Here is what research consistently shows: mixed feelings are not a signal to reach out. They are often the result of staying in contact. The wanting and the dread that show up on days like this actually feed each other. The more contact, the more ambivalence, the more you stay in the emotional orbit of something you are trying to move forward from.
Save the draft if you need to. Put it in a notes app, not in a message window addressed to them. There is something real in what you wrote. It does not have to be sent to be true. A lot of people find that writing the message and then closing the app, not sending it, not deleting it either, gives the feeling somewhere to go without creating new consequences. The anniversary is hard enough without adding the 48-hour window of waiting to see if they respond.
If the night goes sideways and you end up in contact
Sometimes it happens anyway. The text gets sent. The call gets made. They pick up or they do not, and either answer is its own kind of wreckage. If things progress beyond a conversation, know this plainly: sleeping with your ex does not produce closure. Research on this is consistent enough to be almost tedious. What it produces is another data point in a loop that the body is already running, a loop that mixes physical memory with emotional confusion and makes both harder to process afterward.
This is not a moral judgment. It is a practical one. You will feel worse, not better, on the morning of the day after your anniversary, if you spent the anniversary night in a situation that put you back in contact with the exact thing you are trying to find your footing away from.
If you are in that position right now, reading this the morning after, there is nothing to undo.

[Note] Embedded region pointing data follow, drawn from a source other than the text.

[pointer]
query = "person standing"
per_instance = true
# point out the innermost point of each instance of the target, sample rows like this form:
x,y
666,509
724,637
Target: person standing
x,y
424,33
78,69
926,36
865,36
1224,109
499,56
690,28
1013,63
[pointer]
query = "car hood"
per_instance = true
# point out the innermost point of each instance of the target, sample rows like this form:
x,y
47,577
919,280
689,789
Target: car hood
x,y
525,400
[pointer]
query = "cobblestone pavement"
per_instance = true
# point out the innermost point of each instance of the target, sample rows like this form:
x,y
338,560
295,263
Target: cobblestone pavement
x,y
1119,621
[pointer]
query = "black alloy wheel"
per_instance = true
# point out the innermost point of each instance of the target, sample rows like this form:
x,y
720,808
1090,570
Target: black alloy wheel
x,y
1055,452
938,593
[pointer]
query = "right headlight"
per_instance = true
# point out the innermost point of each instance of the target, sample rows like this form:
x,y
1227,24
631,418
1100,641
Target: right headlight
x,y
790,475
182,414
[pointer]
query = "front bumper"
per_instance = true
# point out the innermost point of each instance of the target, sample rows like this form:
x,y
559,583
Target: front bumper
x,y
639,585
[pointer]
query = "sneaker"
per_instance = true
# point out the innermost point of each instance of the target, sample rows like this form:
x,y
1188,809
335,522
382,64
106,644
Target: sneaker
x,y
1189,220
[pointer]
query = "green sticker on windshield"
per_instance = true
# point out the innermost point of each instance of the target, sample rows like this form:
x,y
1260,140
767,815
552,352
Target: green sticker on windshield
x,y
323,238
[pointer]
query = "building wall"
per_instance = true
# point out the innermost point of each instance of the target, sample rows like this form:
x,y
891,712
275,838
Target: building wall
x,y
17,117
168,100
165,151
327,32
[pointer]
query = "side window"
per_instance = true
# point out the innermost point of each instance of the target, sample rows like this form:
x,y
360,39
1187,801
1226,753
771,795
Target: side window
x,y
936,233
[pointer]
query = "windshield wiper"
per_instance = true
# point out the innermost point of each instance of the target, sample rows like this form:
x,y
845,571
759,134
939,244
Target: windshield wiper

The only move is forward from here, without the extra layer of self-criticism. You were in pain on a loaded day. You did something human. The work is not to punish yourself. The work is to make the next decision slightly differently than you made this one.
What actually helps, specifically
People want a list, so here is one that is honest rather than aspirational.
Call someone who was in your corner before the marriage, a friend who knew you at twenty-two, a sibling who has seen multiple versions of you. Not to talk about the anniversary necessarily. Just to be in contact with a version of your life that predates this particular calendar date.
Do something physical that is not about performance. A walk, not a workout you feel obligated to post. The goal is to be in your body in a low-stakes way, because anniversary reactions often feel like being slightly outside yourself.
If you find yourself saying things to yourself that you would not say out loud to another person, this is a good day to try a different internal tone. Our piece on affirmations for divorced women gets specific about this, not the poster-quote variety but the kind that actually hold up when you feel like this.
Eat a real meal. Drink water. These are obvious and they will matter more than you expect.
And if the whole day turns out to be fine, if you get to the other side of it and realize it was hard in anticipation but manageable in practice, let that be true too. You do not have to perform the grief or suppress it. You just have to get through the day, which you will, because you are already almost to the end of it.